Benjamin Graham is known as the father of value investing and the author of classic investing books Security Analysis and The Intelligent Investor, in which he introduced the idea of Mr. Market. Graham was an adjunct professor at Columbia Business School for years and taught a class on investing that changed many of his students' lives. His most famous student, Warren Buffett, has made billions of dollars following Graham's ideas at his company Berkshire Hathaway.

Last Friday at the Columbia Student Investment Management Association conference, Columbia business school released a 15-minute video called "The Legacy of Ben Graham," which shows rare footage of Graham teaching, as well as interviews with some of his former students who went on to become great investors.
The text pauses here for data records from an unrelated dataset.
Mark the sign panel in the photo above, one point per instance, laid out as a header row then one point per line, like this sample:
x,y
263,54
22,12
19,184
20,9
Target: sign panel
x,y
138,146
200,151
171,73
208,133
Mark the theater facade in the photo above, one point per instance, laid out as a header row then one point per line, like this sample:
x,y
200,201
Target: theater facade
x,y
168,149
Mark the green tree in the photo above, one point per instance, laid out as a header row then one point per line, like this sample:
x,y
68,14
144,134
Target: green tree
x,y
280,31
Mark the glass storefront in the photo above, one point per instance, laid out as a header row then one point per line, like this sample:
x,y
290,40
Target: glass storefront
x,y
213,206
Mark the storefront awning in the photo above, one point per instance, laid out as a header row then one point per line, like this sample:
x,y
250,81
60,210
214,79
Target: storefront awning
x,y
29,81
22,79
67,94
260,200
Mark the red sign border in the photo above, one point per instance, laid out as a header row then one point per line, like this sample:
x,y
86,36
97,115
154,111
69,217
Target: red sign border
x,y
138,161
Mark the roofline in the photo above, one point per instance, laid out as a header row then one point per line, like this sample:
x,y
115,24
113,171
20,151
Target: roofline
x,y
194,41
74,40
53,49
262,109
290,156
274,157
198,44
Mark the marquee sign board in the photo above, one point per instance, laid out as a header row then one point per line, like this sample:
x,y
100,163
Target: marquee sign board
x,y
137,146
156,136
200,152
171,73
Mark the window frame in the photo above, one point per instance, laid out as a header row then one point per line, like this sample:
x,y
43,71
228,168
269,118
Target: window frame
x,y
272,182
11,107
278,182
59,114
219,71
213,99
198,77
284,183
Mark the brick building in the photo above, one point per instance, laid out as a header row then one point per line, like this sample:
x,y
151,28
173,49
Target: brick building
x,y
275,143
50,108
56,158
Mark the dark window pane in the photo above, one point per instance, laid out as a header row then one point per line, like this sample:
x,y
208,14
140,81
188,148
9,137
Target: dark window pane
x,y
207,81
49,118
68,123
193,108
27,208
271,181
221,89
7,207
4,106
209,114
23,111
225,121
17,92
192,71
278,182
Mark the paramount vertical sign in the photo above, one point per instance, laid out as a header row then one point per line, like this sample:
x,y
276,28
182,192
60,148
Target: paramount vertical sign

It's well worth watching

Ben Graham starts the video off talking about volatility in the markets:

The explanation cannot be found in any mathematics, but it has to be found in investor psychology. You can have an extraordinary difference in the price level merely because not only speculators, but investors themselves, are looking at the situation through rose-colored glasses, rather than dark-blue glasses. It may well be true that the underlying psychology of the American people has not changed so much, and that what the American people have been waiting for for many years has been an excuse for going back to the speculative attitudes which used to characterize them from time to time. If history counts for anything, that the stock market is much more likely than not to advance to a point where a real danger exists.

With his point that volatility is explained by investor psychology and not by the math of actual business value, Graham could just as easily have been talking about today's markets. Just this past week, we have seen three moves up or down of roughly 1%. You can't argue that the value of Dow companies moved that much; it comes down to the price people are willing to pay for said companies on a given day. Lately the Dow Jones Industrial Average (^DJI -0.65%) is hitting five-year highs after being down 7,500 points to 6,500 just four years ago. It's not that businesses were worth half as much in March 2009 as they are today; it's just that investors were panicked about the market.

Graham understood that to be a successful investor, you need to ignore the volatility of the market and focus on the long-term trends in businesses' real value.